The Wikipedia entry for Superoptimization gives links to implementations.

Division via Multiplication

Division is the most expensive integer operation you can ask of your CPU. A well-known optimization rewrites division by constant powers of two as bit shifts: if x is an unsigned integer, then x>>8 is a fast way to compute x/256.

Division by constants that aren't powers of two are a little harder. Jim Blinn dedicated his November 1995 column (“Three Wrongs Make a Right”; subscription required) in IEEE Computer Graphics and Applications to tricks for computing x/255 for 16-bit x (a common computation during alpha compositing). Since 1/255 is approximately the same as 257/65536, you can get pretty close to x/255 by computing x*257/65536 (aka (x*257)>>16)). 257/65536 is a tiny bit bigger smaller than 1/255, so the approximation is sometimes too small by 1. Adding 257/65536 to nudge the values slightly upward results in a perfect approximation: for unsigned 16-bit x, x/255 = (x*257+257)>>16. No division!
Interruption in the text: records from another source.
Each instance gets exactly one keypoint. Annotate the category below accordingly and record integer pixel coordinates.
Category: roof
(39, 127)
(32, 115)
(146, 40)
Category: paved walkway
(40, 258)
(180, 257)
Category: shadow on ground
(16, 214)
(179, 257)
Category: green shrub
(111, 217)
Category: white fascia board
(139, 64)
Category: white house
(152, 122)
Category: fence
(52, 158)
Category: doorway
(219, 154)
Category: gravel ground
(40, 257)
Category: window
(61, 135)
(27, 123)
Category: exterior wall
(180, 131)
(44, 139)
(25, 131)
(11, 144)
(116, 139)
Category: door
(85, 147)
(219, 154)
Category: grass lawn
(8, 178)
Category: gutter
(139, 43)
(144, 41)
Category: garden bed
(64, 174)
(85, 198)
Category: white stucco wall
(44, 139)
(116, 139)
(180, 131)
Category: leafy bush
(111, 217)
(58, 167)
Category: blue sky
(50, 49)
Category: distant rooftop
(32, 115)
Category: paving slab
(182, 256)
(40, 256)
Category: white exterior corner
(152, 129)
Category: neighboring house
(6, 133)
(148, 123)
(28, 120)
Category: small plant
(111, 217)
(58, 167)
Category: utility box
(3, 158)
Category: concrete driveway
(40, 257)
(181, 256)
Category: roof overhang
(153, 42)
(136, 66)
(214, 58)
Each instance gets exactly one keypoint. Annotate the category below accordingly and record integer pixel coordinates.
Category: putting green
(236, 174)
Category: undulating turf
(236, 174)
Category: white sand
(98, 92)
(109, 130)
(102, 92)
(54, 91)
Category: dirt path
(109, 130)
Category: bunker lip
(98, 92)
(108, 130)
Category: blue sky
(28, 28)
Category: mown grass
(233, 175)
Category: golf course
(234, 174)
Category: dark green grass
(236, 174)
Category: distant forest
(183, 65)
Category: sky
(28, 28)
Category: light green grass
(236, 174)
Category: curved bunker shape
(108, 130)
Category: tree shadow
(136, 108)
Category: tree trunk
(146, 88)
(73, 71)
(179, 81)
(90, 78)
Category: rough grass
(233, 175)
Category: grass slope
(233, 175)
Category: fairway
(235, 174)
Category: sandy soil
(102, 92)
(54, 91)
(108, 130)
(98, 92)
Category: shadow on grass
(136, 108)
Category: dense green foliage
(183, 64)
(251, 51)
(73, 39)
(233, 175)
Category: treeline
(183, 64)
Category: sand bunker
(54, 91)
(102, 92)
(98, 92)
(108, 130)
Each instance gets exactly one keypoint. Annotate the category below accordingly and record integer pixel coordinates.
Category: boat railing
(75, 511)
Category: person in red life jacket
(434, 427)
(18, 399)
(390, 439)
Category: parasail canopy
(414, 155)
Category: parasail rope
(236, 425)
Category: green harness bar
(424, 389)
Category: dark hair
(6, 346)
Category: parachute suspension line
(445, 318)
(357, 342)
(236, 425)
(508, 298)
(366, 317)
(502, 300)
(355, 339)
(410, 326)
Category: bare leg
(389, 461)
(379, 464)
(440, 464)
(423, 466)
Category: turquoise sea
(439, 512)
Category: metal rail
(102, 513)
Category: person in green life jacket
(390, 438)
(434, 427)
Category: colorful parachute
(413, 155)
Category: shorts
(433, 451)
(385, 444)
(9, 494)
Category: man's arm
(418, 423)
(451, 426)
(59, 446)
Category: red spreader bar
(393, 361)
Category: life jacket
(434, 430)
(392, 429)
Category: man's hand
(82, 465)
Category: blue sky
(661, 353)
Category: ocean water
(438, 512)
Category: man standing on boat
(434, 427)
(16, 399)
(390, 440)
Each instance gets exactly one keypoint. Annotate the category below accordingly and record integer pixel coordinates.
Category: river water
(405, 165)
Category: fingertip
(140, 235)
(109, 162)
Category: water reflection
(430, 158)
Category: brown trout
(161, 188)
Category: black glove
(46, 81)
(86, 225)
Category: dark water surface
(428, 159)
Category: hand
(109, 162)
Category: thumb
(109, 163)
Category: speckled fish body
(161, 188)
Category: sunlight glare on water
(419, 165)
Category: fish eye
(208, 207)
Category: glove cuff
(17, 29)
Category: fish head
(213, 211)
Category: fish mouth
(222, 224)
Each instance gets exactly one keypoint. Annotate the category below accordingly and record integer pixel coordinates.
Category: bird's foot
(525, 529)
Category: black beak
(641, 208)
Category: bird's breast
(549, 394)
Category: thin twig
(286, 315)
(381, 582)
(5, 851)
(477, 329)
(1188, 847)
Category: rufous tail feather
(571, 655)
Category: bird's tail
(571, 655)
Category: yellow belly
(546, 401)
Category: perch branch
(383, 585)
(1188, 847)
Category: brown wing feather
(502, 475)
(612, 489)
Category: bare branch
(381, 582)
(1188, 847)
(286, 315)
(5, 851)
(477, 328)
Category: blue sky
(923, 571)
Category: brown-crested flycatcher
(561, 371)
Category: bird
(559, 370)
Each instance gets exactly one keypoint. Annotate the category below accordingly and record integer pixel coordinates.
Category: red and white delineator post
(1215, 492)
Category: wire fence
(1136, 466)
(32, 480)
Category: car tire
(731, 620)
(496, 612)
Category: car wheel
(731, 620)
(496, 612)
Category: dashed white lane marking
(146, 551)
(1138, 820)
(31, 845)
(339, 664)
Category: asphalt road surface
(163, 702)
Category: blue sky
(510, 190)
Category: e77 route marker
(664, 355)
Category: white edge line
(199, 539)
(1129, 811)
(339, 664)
In 1991, Robert Alverson described how to determine these approximations for the general case of arbitrary integer constants (“Integer Division Using Reciprocals”). Alverson was on the team building the 64-bit Tera Computer; they used the technique as the hardware implementation of integer division.

The Tera Computer didn't exactly catch on, but a few years later, Torbjörn Granlund and Peter Montgomery, inspired by Alverson's paper, implemented the technique in the GNU C compiler (gcc) for division by integer constants (“Division by Invariant Integers Using Multiplication”). Gcc still uses this technique, as do other compilers. Gcc rewrites a 32-bit unsigned x/255 into (x*0x80808081)>>39 (the intermediate values are 64-bit integers).

Henry S. Warren's delightfully bit-twiddly book Hacker's Delight devotes 46 pages to this topic. His web site includes a magic number computer.